Vaccine makers Pfizer and Moderna have announced that the anticipated commercial price per dose of their vaccines would likely be between $82 and $130 per dose – roughly three to four times what the federal government has paid, according to the KFF analysis.
If payers end up paying those prices for one dose per adult, the analysis estimates that the total cost of purchasing booster shots commercially would run between $6.2 billion and $29.7 billion a year, depending on price and how many people nationally get the vaccine or booster.

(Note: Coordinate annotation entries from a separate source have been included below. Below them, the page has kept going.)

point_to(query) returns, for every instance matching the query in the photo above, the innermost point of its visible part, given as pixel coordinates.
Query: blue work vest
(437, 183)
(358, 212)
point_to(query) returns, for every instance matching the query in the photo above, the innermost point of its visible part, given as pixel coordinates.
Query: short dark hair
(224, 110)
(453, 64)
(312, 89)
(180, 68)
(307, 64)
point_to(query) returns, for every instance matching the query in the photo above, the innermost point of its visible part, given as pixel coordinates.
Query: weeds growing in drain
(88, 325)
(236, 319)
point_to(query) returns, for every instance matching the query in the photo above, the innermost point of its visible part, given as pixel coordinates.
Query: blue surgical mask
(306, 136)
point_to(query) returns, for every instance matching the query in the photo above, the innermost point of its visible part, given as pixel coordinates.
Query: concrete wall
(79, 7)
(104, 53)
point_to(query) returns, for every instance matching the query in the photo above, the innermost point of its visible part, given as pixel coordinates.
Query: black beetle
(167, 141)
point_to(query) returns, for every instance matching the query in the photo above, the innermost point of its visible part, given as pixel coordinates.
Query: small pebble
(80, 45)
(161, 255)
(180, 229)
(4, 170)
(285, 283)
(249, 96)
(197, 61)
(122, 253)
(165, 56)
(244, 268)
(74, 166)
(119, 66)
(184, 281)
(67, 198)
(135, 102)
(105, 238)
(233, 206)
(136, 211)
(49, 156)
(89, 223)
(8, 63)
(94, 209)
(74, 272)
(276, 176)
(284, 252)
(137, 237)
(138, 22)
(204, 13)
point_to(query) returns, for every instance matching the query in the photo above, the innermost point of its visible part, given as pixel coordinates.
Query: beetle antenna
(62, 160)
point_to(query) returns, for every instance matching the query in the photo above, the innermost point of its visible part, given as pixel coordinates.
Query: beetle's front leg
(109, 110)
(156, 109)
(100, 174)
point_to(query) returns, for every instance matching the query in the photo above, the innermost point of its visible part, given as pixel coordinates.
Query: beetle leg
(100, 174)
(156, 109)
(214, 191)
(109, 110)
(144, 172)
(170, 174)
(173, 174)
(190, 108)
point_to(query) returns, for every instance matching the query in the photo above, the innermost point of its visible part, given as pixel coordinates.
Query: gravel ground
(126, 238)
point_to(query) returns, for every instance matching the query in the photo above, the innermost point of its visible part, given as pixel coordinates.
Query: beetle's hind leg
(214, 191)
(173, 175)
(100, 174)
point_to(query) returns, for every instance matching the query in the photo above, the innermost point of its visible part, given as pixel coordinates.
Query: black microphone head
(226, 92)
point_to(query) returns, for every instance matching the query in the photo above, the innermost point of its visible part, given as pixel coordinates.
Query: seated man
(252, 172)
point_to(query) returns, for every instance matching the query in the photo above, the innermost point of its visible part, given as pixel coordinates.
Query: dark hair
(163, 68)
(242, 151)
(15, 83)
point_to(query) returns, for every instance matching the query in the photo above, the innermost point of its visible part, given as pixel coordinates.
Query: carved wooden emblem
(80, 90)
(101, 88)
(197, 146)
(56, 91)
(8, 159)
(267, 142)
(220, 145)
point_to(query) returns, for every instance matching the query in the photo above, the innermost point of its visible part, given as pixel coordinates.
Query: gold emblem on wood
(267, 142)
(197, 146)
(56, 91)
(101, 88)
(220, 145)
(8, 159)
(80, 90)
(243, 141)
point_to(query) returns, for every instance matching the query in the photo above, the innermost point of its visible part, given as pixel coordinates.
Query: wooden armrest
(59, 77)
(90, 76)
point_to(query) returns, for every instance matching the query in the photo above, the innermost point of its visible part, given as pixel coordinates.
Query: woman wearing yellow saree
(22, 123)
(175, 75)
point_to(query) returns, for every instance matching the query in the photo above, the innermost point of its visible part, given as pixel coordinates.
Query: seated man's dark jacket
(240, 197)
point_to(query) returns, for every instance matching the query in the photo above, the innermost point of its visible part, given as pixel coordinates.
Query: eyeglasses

Put another way, the federal government could purchase enough bivalent booster shots to serve all adults nationally at its current per-dose price for $7.5 billion, about what it would cost to purchase doses for just a quarter of adults at the higher commercial per-dose price.
While it is possible insurers and other payers could negotiate discounts from the prices suggested by the manufacturers, they will have limited leverage because they will generally be required to cover all recommended vaccines and boosters.
Even after vaccines are purchased commercially, most people with health insurance should still be able to access COVID-19 vaccines without any cost-sharing, and the higher per-dose price would be borne by public and private insurers, including Medicare and Medicaid. For private insurers and their enrollees, these costs could push premiums upward.
People who are uninsured would lose guaranteed access to free COVID-19 vaccines, and the high cost of getting one at the commercial price could discourage some from getting them.